Experience and Experiment in Early Modern Europe
In this lecture, Greg Moynahan, an associate professor in the history and science, technology, and society programs at Bard College, will consider the rise of scientific experimentation and its relation to experimentation in the arts. He will consider the early history of both through their common location in collections and museums, suggesting that the appearance of the problem of infinity in natural philosophy was important for the modern relationship between scientific and artistic experimentation. The talk will focus on thinkers such as Nicholas of Cusa and Gottfried Leibniz (the inventor of calculus and founder of modern computing), whose article An Odd Thought Concerning a New Sort of Exhibition described a “museum of everything that could be imagined,” which informed the first plan for the Prussian Academy of Science.

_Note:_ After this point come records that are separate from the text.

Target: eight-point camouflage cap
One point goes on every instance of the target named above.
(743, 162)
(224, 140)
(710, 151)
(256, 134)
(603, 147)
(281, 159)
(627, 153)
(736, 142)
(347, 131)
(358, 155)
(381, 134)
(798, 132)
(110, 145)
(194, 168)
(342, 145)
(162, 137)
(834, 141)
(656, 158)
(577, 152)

The Observer Effects series invites thinkers to present their highly integrative work in dialogue with the fields of art and science. This lecture series takes its title from a popularized principle in physics that holds that the act of observation transforms the observed. Outside the natural sciences, the idea that the observer and the observed are linked in a web of reciprocal modification has been deeply influential in philosophy, aesthetics, psychology, and politics.
Greg Moynahan has taught in the history and science, technology, and society (STS) programs at Bard College since 2001. He specializes in modern European intellectual and cultural history and the history of technology, and his research interests include the history of theoretical biology, systems theory, and “scientific” racism and political history of computing and cybernetics in the two Germanys. His book, Force and Form: Ernst Cassirer and the Critical Science of Germany, 1902-1919, is forthcoming from Anthem Press (London). He is presently working on a history of cybernetics and systems theory in Germany, tentatively entitled: The Politics of Complexity: Biology, Society, and Systems Theory in Germany: 1890 to the Present. Moynahan received his BA from Wesleyan University, and his MA, DPhil, and PhD from the University of California, Berkeley. He has received fellowships from Bundeskanzler, DAAD, and the Charlotte W. Newcombe Foundation, and has contributed articles to Science in Context, Simmel Studies, and Qui Parle.